Żużlowcy Stali Gorzów w półfinałowym dwumeczu play off nie dali żadnych szans ekipie Stelmetu Falubazowi Zielona Góra, swojemu odwiecznemu rywalowi. I od niedzielnego wieczora wiadomo, że ekipa znad Warty będzie walczyć o - pierwszy od... 1983 roku - złoty medal w lidze. Nie wiadomo jednak z kim, i kiedy?
- Byłem nastawiony, że zgodnie w terminarzem w najbliższą niedzielę pojedziemy pierwszy finałowy mecz. Niestety, tak nie będzie i to trochę psuje nam plany - mówi Piotr Paluch, trener Stali. - Nie mamy jednak wyjścia, musimy poczekać na finałowego rywala i wyznaczenie terminów decydujących o tytule spotkań - dodaje szkoleniowiec z Gorzowa.
A z kim Piotr Paluch chciałby się spotkać w finałowej batalii? - Mówiąc szczerze jest mi obojętne, kto będzie naszym rywalem. Logistycznie bliżej nam na pewno do Torunia. I może rzeczywiście nieco bardziej chciałbym pojechać w finale z Unibaksem. Doceniamy klasę drużyn z Torunia i Tarnowa, ale w najważniejszych meczach sezonu pojedziemy po złoto - zapowiada szkoleniowiec Stali.

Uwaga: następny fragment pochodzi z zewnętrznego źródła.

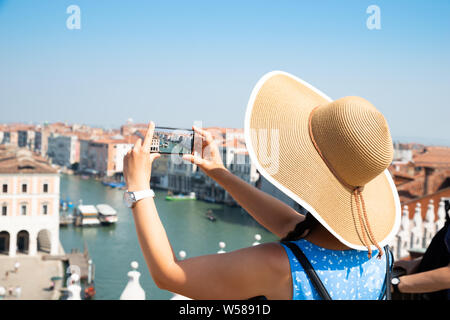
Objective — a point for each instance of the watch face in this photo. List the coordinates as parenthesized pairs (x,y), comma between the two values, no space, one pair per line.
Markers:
(128,199)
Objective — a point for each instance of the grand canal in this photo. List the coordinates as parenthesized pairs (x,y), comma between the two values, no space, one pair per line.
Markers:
(113,248)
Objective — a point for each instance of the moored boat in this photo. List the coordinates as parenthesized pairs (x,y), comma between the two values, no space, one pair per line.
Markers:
(190,196)
(86,215)
(106,214)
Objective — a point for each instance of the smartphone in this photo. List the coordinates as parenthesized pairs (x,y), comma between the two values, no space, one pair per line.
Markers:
(168,140)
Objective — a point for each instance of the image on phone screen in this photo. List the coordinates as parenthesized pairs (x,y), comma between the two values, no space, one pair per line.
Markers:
(168,140)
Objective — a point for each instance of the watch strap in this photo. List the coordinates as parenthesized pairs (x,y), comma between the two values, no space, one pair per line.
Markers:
(138,195)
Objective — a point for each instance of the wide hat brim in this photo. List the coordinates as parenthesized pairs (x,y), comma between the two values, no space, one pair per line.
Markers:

Piotr Paluch ma też nadzieję, że szybko wszyscy zapomną o skandalu, do którego doszło w niedzielę w Toruniu. - Bardzo źle się stało, że doszło do takich wydarzeń. Sędzia na pewno popełnił błąd, ale każdy jest tylko człowiekiem i ma prawo do pomyłek. Ciekawe, co robił w parkingu kierownik zespołu z Tarnowa. Właśnie on powinien wykazać się znajomością przepisów w takiej sytuacji. Mam jednak nadzieję, że szybko wszyscy zapomną o tym przykrym wydarzeniu i żużel będzie kojarzony już za parę dni wyłącznie ze sportową rywalizacją - zakończył Piotr Paluch.
Jak Bartek?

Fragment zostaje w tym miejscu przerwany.